Financial Times corrects Hong Kong protests reference after mischaracterising timing of National Security Law
The Financial Times has amended an article that incorrectly described the relationship between Hong Kong’s mass protests and the introduction of China’s National Security Law, issued under Beijing’s direction in 2020.
The original version of the October 21 feature, “Hongkongers in Britain fear being caught in immigration backlash,” stated that the law followed demonstrations against the National Security Law itself. The FT has now clarified that the protests in question were pro-democracy demonstrations that preceded and helped trigger the law’s imposition — not rallies opposing it after enactment.
The correction was published on October 22 and applies to both the web and app editions. The article, which profiled Hongkongers who relocated to the UK under the British National (Overseas) visa scheme, framed their move within the context of Beijing’s political crackdown. Misstating the chronology, however, suggested that the mass protests were a reaction to the National Security Law rather than part of the wave of dissent that prompted its creation, inverting cause and effect.

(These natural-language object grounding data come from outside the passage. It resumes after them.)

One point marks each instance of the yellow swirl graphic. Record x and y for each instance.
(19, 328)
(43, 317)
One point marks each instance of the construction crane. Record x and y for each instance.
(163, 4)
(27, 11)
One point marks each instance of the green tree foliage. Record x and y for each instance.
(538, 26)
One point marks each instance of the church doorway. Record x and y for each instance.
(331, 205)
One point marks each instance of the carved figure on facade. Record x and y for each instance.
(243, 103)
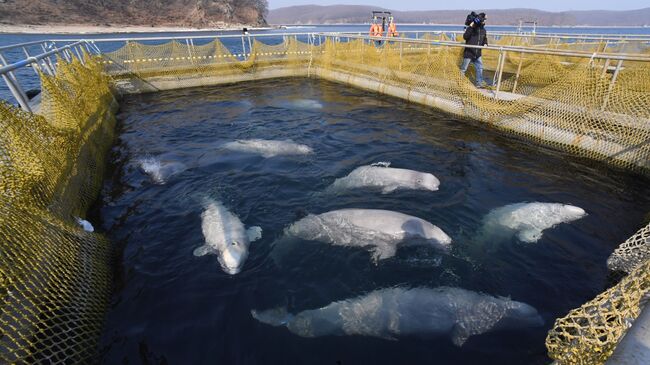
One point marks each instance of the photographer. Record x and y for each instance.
(475, 35)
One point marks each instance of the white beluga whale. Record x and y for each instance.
(388, 179)
(268, 148)
(395, 312)
(87, 226)
(382, 230)
(527, 221)
(226, 236)
(160, 170)
(303, 104)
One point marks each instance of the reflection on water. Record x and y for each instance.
(173, 306)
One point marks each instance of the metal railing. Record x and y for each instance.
(43, 62)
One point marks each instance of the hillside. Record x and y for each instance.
(191, 13)
(337, 14)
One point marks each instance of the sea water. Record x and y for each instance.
(170, 306)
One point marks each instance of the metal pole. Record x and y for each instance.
(14, 91)
(49, 62)
(521, 61)
(189, 49)
(611, 84)
(76, 51)
(243, 46)
(503, 62)
(27, 54)
(496, 73)
(80, 52)
(401, 46)
(13, 78)
(605, 68)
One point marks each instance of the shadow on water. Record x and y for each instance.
(173, 307)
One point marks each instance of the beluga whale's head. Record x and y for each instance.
(233, 256)
(520, 315)
(572, 213)
(427, 182)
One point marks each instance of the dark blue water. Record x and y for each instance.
(172, 307)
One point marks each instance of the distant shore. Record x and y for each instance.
(116, 28)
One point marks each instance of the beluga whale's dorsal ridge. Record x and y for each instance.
(395, 312)
(387, 179)
(527, 221)
(226, 237)
(268, 148)
(380, 230)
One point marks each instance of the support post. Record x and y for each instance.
(14, 91)
(20, 93)
(611, 84)
(503, 62)
(243, 47)
(50, 66)
(401, 46)
(605, 68)
(27, 54)
(521, 61)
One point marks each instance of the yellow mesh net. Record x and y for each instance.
(54, 277)
(589, 334)
(579, 104)
(631, 253)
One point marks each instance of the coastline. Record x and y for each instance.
(116, 28)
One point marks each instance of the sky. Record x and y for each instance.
(548, 5)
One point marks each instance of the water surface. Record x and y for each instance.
(170, 306)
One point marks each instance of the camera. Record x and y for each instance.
(470, 18)
(475, 18)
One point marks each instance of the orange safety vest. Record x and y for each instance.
(392, 30)
(375, 30)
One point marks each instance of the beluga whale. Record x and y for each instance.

That inversion risked distorting readers’ understanding of one of the most consequential political ruptures in Hong Kong’s modern history — implying opposition to legislation already in force rather than resistance to an expanding state security apparatus that curtailed civil liberties. The FT updated the article to accurately reflect that the up to two million demonstrators who took to the streets in 2019 were campaigning for democracy and autonomy, not specifically against the National Security Law, which was introduced the following year.